ダブルファネルとは?7ステージの定義とKPI、図の誤り
ダブルファネルは、購入までを描くパーチェスファネルと、購入後の継続・紹介・発信を描くインフルエンスファネルをつないだモデルです。ただし、よく見かける「下半分が広がる砂時計の図」は、人数の図として読むと成立しません。ここでは原典の書籍にさかのぼって定義を確認し、7ステージごとのKPI、図が誤読される理由、そしてこのモデルが噛み合わない商材の条件まで整理します。
まとめ
- 構造:上半分がパーチェスファネル(認知・興味・意思決定・購入)、下半分がインフルエンスファネル(継続・紹介・発信)の計7ステージ。原典が示すのは「2つのファネルを合体させる」という構造です。
- 原典:書籍『ダブルファネルマーケティング』(リックテレコム、2012年10月)はプロモーション・アクイジション・リテンション・インフルエンスの4フェーズを施策単位の区分として置いており、7ステージ図とは階層が違います。
- 図の注意:人数で描くなら下半分は広がりません。広がってよいのは、紹介や推奨によって新しい人数が実際に入ってくることを描く場合だけです。一人あたり売上の増加を描きたいなら、同じ図に重ねず分けます。
- KPIの置き方:上半分は次段階への到達率(歩留まり)、下半分は継続率・紹介経由CV数・NPS・UGC投稿数など一人あたりの伸びで測ります。上下を同じ物差しで並べないことが要点です。
- 向かない条件:紹介経路を判別する仕組みがない、単発購買でリピートが起きない、口コミ促進が法令で制限される。この3つのいずれかに当てはまるなら、下半分は数字が埋まりません。
ダブルファネルの構造と、砂時計に見える理由
ダブルファネルは、2つの独立したファネルを接続したモデルです。上半分は、多くの見込み客が認知から購入へ進むにつれて絞り込まれていく逆三角形。下半分は、購入した顧客が継続・紹介・発信へと影響を広げていく三角形です。購入というくびれを挟んで上下が向き合うため、全体が砂時計に見えます。なお「砂時計」は解説記事側で定着した言い回しで、原典の書籍には出てこない語です。英語圏では同じ発想を左右に並べて bow tie funnel(蝶ネクタイ型)と呼びます。B2B向けの Winning by Design(創業者 Jacco van der Kooij)が提唱する Bowtie モデルは、従来のマーケティング・セールスファネルを拡張してSaaSのリカーリングレベニュー型の顧客ジャーニーを表すデータモデル、と説明されています。

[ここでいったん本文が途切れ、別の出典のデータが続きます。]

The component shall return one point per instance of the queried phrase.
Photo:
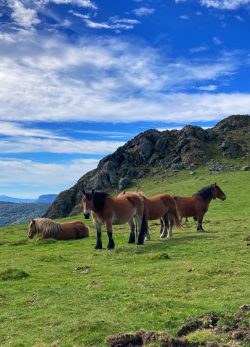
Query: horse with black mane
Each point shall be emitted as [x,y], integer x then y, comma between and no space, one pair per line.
[115,210]
[197,205]
[59,231]
[163,207]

パーチェスファネル単体との違いは、購入をゴールとして扱わない点にあります。パーチェスファネルは購入で図が終わるため、購入後の顧客が次の見込み客を連れてくる動きが視野に入りません。マーケティングファネル全体の型と使い分けはマーケティングファネルとは?4つの型と使い分け・指標の置き方で整理しています。
パーチェスファネル側の4段階
上半分は認知、興味、意思決定(比較・検討)、購入の4段階です。認知段階では指名検索や広告リーチで母数を作り、興味段階では資料や事例で情報を渡し、意思決定段階では競合との差分を提示し、購入段階で契約や決済に至ります。各段階で人数が落ちるため、上半分は必ず下向きに細くなります。最上段だけを切り出した設計思想についてはトップ・オブ・ファネル(TOFU)とは何か?マーケティングの出発点を解説をご覧ください。
インフルエンスファネル側の3段階
原典は、この下半分を「伝統的なパーチェスファネルを”ひっくり返した”形のインフルエンスファネル」(図2-3「ソーシャル時代のインフルエンスファネル」)と説明しています。段階名としては継続・紹介・発信(拡散)の3つを挙げる解説が一般的です(講談社Cステーション、2023年5月24日)。継続は再購入や契約更新、紹介は既存顧客が知人や取引先へ推奨する行動、発信はSNSやレビューサイトへの投稿など不特定多数に届く行動を指します。上半分が人数を絞るプロセスであるのに対し、下半分は一人の顧客が生む価値と影響を増やすプロセスであり、性質がまったく異なります。この違いが、後述する図の誤読に直結します。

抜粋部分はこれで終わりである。